Hollis closed the files and lit a cigarette. He had heard of men losing it in combat—shell-shock, battle fatigue—catchphrases known to all. But this seemed different, more like a gradual heaping up of war, pressing down on a man, buckling him slowly. He reached for parallels in his own life, but there were none. What had he ever really seen that came close, what had he ever really done?

It was a sobering realization.

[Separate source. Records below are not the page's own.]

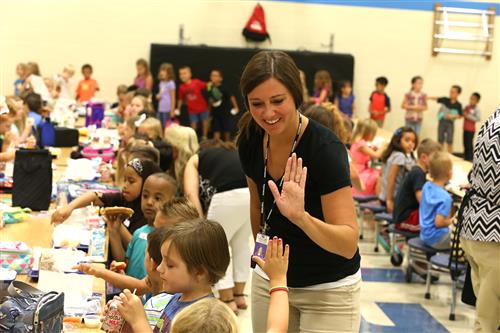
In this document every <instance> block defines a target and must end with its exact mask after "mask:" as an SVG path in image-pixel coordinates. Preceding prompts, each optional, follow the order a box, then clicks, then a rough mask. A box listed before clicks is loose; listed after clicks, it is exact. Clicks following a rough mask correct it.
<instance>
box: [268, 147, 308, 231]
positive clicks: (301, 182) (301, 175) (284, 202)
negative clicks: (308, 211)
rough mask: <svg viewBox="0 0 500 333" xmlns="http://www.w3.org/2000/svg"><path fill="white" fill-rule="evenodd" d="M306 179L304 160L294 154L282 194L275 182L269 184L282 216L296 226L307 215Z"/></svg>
mask: <svg viewBox="0 0 500 333" xmlns="http://www.w3.org/2000/svg"><path fill="white" fill-rule="evenodd" d="M306 179H307V167H303V166H302V158H299V159H297V155H296V154H295V153H293V154H292V156H291V157H289V158H288V161H287V163H286V167H285V174H284V175H283V187H282V189H281V193H280V192H279V190H278V186H277V185H276V183H274V181H272V180H270V181H269V183H268V185H269V188H270V189H271V192H272V194H273V197H274V200H276V206H277V207H278V209H279V210H280V212H281V214H282V215H283V216H285V217H286V218H287V219H289V220H290V221H291V222H293V223H295V224H297V223H298V222H299V221H300V220H301V219H303V217H304V214H305V208H304V195H305V189H306Z"/></svg>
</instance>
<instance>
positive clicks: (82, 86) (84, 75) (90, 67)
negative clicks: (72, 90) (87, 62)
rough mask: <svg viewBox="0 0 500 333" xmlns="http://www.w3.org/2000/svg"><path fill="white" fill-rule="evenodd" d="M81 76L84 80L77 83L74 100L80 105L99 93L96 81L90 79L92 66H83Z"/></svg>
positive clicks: (96, 81) (98, 87) (87, 101)
mask: <svg viewBox="0 0 500 333" xmlns="http://www.w3.org/2000/svg"><path fill="white" fill-rule="evenodd" d="M82 74H83V78H84V79H83V80H81V81H80V82H79V83H78V87H77V88H76V100H77V101H78V102H80V103H83V102H88V101H89V100H90V99H92V98H93V97H94V95H95V93H96V92H97V91H99V85H98V84H97V81H96V80H94V79H92V78H91V76H92V66H90V65H89V64H85V65H83V66H82Z"/></svg>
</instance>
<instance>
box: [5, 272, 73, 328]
mask: <svg viewBox="0 0 500 333" xmlns="http://www.w3.org/2000/svg"><path fill="white" fill-rule="evenodd" d="M63 320H64V293H57V292H55V291H51V292H48V293H44V292H42V291H41V290H38V289H36V288H33V287H31V286H30V285H28V284H26V283H24V282H20V281H14V282H12V283H11V284H10V285H9V288H8V289H7V291H6V292H5V293H4V295H3V296H2V297H1V298H0V332H11V333H41V332H43V333H60V332H62V330H63Z"/></svg>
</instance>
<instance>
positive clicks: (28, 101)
mask: <svg viewBox="0 0 500 333" xmlns="http://www.w3.org/2000/svg"><path fill="white" fill-rule="evenodd" d="M24 103H25V104H26V105H27V106H28V110H29V112H28V117H29V118H31V119H33V122H34V126H33V130H35V131H36V129H37V128H38V126H40V124H41V123H42V119H43V117H42V107H43V103H42V96H40V95H39V94H37V93H29V94H28V95H26V97H25V99H24Z"/></svg>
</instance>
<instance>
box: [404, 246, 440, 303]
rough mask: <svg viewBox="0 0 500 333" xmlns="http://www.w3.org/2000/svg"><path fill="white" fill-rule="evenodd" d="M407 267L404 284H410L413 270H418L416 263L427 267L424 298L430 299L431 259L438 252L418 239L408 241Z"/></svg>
mask: <svg viewBox="0 0 500 333" xmlns="http://www.w3.org/2000/svg"><path fill="white" fill-rule="evenodd" d="M408 252H409V253H408V267H407V268H406V282H411V279H412V273H413V270H415V271H417V270H418V266H417V264H418V263H421V264H424V265H426V266H427V269H426V272H427V275H426V279H425V286H426V291H425V298H426V299H429V298H431V294H430V291H429V290H430V285H431V270H432V265H431V262H430V260H431V258H432V256H434V255H435V254H436V253H438V250H436V249H434V248H432V247H430V246H427V245H425V243H424V242H423V241H422V240H421V239H420V238H419V237H415V238H412V239H410V240H409V241H408Z"/></svg>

He tamped out his cigarette and stared at the wall clock, the second hand ticking interminably by, hammering out the inescapable truth: he had lost the initiative, events had outrun him in the last few days while he’d been dallying
around with Mary, at the mercy of his own lust like some overheated schoolboy.

Voices in the squad room brought him round. He entered as Chief Milligan was ushering the Basque into his office. Hollis caught the Basque’s eye, but there was no sign of recognition.

‘What’s going on, Tom?’ asked Bob Hartwell.

‘I’ll tell you later,’ he said, entering Milligan’s office.

His earlier display of ignorance, stupidity even, had earned him the right to watch the great man at work.

Milligan went in hard, way too hard. There was no teasing, no coaxing, no insinuation designed to unsettle; he just slapped it on the table like a side of meat.

‘I’m not sure I know what you’re saying,’ was the Basque’s response.

‘I’m not saying anything, I’m asking.’

‘You mean, why did I keep quiet about my involvement with Lillian Wallace?’

‘What else do you think I mean?’

‘Probably the same reason she didn’t mention it to anyone.’

‘But she did—to the maid.’

‘They were very close,’ said the Basque.

Hollis was beginning to understand how the English psychiatrist must have felt.

‘I’m waiting for your answer,’ said Milligan.